PDA

View Full Version here: : IC 4406 in Narrowband


codemonkey
21-07-2016, 07:34 AM
aka the retina nebula. Only managed (all 150s) 9x ha, and 5x of OIII and SII due to clouds coming in the past two nights, but I'm probably going to move on to something else now that the moon's rising a little later so I thought I'd share anyway.

It's fairly bright (one source says 10.2) and about 1.8' in length.

Of course last night I was getting the best guiding I've seen, and only managed to capture the measly 5x OIII and SII before the clouds blew in.

Colour blend was fairly arbitrary:

R = SII * 0.8 + HA * 0.2
G = OIII * 0.5 + SII * 0.5
B = HA * 0.8 + OIII * 0.2

Flugel88
21-07-2016, 12:47 PM
a nice effort Lee for such a minis-quell target.
Seems to be a bit noisy maybe some more data could clean it up when the blaring bright moon buggers off.

Atmos
21-07-2016, 03:41 PM
For less than an hour of total integration it's turned out really well! Nicely done Lee.
Out of curiosity, what guiding RMS are you getting?

codemonkey
21-07-2016, 03:59 PM
Cheers mate. Definitely a bit noisy... probably won't bother doing any more with it though :)



Cheers Colin. I saw a total RMS of 0.35" for a while. Looks like for the ~45mins it was operational it ended up being 0.62" overall, but that's with thin cloud affecting it as well.

Best part is that this was facing west, and previously I was getting bad tracking when pointing west. I basically stopped trying to image past the meridian.

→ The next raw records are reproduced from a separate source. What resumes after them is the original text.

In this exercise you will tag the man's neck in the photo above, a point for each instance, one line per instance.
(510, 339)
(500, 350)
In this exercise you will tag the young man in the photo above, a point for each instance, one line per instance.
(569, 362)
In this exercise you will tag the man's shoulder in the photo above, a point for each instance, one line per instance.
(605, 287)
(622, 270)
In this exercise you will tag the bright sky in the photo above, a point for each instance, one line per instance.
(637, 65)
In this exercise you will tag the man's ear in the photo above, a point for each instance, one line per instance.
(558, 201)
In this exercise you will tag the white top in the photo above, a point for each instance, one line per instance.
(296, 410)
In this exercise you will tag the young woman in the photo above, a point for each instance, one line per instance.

Based off that short sample last night, I think the trick is to use longer exposures (3s) and very high aggression (110 - 120) with 0 hysteresis.

strongmanmike
21-07-2016, 04:31 PM
An excellent planetary image Lee :thumbsup:

I have considered imaging several hundred planetary nebulae and making an artwork out of them...you know, one of those pictures made of lots of little pictures when closely examined :)....or maybe not, probably need 1000's unless duplicates were ok :question:

Mike

gregbradley
21-07-2016, 06:44 PM
Very nice Lee. Its really quite bright and you got excellent colour there.

Greg.

atalas
22-07-2016, 02:25 AM
I remember having a go at this one years ago with a C11 Lee...tiny bugger needed more focal length and aperture....your a brave man:thumbsup:

Paul Haese
22-07-2016, 09:10 AM
It's an odd looking object and I like your colouring.

RickS
22-07-2016, 09:39 AM
Looks great, Lee. Normally an object for long FL scopes you've nailed it with small pixels instead.

Cheers,
Rick.

codemonkey
23-07-2016, 08:12 AM
Thanks Mike! That sounds like a cool project. Biggest difficulty (for me) would be getting the background the same on all of them hah. I was just looking at my AB gallery and noticed that the background level is wildly variable in my images.



Thanks Greg!



Cheers Louie! I wouldn't say brave, I'd say "imaging starved". Been out of the game for a little while waiting on adapters and with the phase/position of the moon I couldn't find anything more achievable that I wanted to photograph so I figured I'd give it a shot.



Thanks Paul



Thanks Rick :-) As you've no doubt already figured, the image posted was a crop at 100% res. At ~0.9"/px it's pretty damned tiny... I wonder if planetary imaging techniques would work for this, or if it'd be too dim... not something I've ever done. No doubt work better in broadband.